Differences exist between and within cultures. While some traditional and cultural practices and beliefs within a society might discourage certain risk behaviors, others might inadvertently encourage risk behaviors. As a result culturally sensitive prevention approaches are to be identified and implemented so that culture-specific causative agents are curtailed (Archibald, 2007).

CONCLUSION

It is apparent that just disseminating knowledge about the modes of transmission and methods of prevention is insufficient in reducing risk behaviors and consequently the spread of the disease. High levels of risk behaviors among individuals with high levels of knowledge about the disease means that radical approaches are required to role back the spread of the disease. The involvement of community leaders is an indispensible approach that might yield fruits because people seem to be loyal to their authorities. This includes religious communities whose principles, ideologies and doctrines favor those activities that expose people to less risk. As a matter of collective responsibility, HIV positive individuals should be encouraged to voluntarily bring the disease to the people as this might have a motivating effect in reducing risk behaviors. That adolescent girls are more concerned about things like getting pregnant than they are about the risk of HIV is an indication that what has been called family life education should be taken seriously. Schools and colleges should incorporate sex education and family planning in their curricula to educate, particularly the girls, stressing such concepts as delayed sex or on the outside, protected intercourse.

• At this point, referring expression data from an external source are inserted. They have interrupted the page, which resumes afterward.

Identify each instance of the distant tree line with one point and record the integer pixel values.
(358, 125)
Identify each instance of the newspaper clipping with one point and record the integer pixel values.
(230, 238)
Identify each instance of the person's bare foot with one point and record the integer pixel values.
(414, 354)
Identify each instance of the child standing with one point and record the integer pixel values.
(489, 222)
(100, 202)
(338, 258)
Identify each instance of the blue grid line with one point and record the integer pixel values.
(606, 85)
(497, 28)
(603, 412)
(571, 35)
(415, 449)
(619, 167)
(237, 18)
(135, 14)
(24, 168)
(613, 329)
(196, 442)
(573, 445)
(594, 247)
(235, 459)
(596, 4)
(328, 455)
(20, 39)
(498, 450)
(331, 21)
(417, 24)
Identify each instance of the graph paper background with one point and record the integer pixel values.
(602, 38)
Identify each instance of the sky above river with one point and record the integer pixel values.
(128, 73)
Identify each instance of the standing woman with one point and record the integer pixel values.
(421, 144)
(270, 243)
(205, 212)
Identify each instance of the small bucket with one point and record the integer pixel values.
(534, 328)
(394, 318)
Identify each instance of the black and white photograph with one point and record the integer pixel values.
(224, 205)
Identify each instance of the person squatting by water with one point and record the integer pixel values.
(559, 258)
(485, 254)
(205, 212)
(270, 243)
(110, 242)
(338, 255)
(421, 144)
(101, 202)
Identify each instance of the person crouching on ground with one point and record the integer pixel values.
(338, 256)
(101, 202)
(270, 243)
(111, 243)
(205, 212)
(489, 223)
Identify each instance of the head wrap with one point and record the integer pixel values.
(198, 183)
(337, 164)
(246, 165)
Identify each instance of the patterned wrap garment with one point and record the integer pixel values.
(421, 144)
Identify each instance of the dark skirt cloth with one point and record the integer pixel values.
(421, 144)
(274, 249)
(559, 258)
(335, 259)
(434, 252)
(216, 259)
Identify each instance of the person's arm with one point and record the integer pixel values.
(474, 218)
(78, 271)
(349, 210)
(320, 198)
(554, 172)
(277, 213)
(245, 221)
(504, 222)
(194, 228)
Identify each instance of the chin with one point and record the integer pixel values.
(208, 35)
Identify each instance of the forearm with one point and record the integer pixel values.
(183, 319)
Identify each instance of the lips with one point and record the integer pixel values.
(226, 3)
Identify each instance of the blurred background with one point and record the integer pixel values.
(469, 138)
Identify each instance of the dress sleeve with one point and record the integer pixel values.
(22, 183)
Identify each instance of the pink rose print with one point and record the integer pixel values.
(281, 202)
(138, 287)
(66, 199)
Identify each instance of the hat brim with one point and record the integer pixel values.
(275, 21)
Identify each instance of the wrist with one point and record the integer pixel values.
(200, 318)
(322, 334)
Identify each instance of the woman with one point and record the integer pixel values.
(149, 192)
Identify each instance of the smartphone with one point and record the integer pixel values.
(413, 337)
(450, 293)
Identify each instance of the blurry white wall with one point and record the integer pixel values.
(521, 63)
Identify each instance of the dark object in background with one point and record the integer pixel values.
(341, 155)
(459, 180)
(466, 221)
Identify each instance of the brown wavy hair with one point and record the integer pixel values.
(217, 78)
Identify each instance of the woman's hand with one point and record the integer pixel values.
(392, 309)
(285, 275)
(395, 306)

The culture of a society is a way of life of the society, most of which have been inherited across generations. Some of these ways of life expose people to HIV infection. As a result, if the fight against HIV/AIDS is to be effective and sustainable in reducing risk behaviors then culturally specific approaches could be utilized. Differences exist between and even within cultures as a result, every culture should be encouraged to identify those practices or activities that are HIV friendly and resources mobilized to reduce if not eliminate risks. It is recommended that culture specific research be carried out to identify those HIV prone cultural practices and activities and efforts made to curtail then.